The Central Government allocated nearly 20 billion yuan ($2.9 billion) to poverty reduction programs in 2009, up 3 billion yuan ($441.4 million) from 2008. These policies have paid off as the per-capita net income of farmers in major poverty-stricken counties nationwide grew by nearly 10 percent during the first three quarters of 2009.

Since China started to implement guidelines for poverty alleviation campaigns in rural areas between 2001 and 2010, strides taken include a noticeable improvement in economic strength and infrastructure in impoverished regions, and the bringing under control of ecological degradation.

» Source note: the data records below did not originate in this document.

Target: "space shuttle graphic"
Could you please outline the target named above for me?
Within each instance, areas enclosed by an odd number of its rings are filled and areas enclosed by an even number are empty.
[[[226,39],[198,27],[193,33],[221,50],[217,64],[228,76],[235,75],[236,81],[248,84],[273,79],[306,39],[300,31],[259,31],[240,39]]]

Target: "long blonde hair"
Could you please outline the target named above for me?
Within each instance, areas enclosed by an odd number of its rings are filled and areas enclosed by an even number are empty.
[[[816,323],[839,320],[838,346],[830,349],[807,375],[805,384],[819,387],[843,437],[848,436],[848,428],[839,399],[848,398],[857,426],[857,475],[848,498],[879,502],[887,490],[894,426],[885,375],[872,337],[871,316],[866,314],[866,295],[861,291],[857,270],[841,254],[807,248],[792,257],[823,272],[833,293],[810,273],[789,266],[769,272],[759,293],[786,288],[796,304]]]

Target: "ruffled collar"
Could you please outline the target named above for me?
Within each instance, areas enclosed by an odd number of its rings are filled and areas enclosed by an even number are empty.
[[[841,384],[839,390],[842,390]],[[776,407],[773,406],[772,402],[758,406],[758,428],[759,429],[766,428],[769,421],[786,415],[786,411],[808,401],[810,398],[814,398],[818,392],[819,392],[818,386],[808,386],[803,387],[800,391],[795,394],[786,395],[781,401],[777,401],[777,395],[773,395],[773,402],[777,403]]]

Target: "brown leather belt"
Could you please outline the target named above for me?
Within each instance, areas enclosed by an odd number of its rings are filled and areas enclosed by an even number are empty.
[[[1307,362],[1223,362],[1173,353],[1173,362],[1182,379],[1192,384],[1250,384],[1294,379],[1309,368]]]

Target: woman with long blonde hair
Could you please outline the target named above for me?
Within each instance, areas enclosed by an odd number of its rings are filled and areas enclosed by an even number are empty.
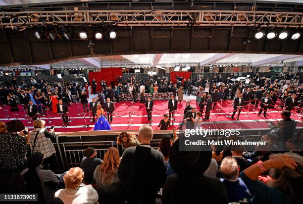
[[[111,129],[108,121],[105,115],[105,112],[100,103],[97,106],[97,116],[95,117],[96,122],[94,130],[107,130]]]
[[[119,163],[119,151],[111,147],[105,153],[102,164],[95,170],[94,180],[101,203],[124,201],[123,188],[117,174]]]

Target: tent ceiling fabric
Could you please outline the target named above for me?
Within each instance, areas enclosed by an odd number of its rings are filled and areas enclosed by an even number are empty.
[[[150,64],[152,63],[153,57],[156,54],[131,54],[126,55],[104,56],[98,57],[92,57],[100,64],[100,67],[102,64]],[[186,54],[164,54],[158,64],[177,64],[179,63],[199,63],[209,58],[211,58],[216,54],[209,53],[186,53]],[[266,59],[271,58],[276,56],[282,57],[287,56],[285,54],[235,54],[220,60],[217,60],[213,63],[249,63]],[[89,59],[84,58],[84,59]],[[303,61],[303,55],[298,55],[297,57],[284,60],[284,62],[293,62]],[[273,62],[280,62],[280,61]],[[50,64],[51,65],[89,65],[85,63],[85,60],[69,60]]]

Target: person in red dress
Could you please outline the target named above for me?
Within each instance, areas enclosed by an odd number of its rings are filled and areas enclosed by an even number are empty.
[[[89,93],[88,93],[88,84],[87,84],[87,82],[85,83],[85,92],[86,92],[86,96],[87,96],[87,98],[89,99]]]
[[[52,106],[52,113],[56,113],[57,111],[57,104],[58,104],[58,95],[56,93],[51,93],[51,96],[50,97],[50,103],[51,102],[51,106]]]

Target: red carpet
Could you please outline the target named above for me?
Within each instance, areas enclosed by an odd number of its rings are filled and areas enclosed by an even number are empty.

The country has also made good progress in constructing a social security network in rural areas with the establishment of a basic living guarantee system, the new rural cooperative medical scheme and a pilot insurance plan for the aged.

A lot of work still needs to be done. While overall economic growth is still reasonably rapid, development levels in different regions in China are uneven. The country still has a huge poor population and a large one vulnerable to natural disasters. While farmers' incomes in impoverished regions are growing dynamically, income gaps between farmers in different areas keep widening. The livelihoods of farmers in ecosystem reserves have yet to be resolved. Therefore, with China's rapid economic development, poverty reduction methods and their focus should be very different from 30 years ago. The new guidelines should reflect the principle of balancing economic and social development and attaining overall prosperity for all Chinese people.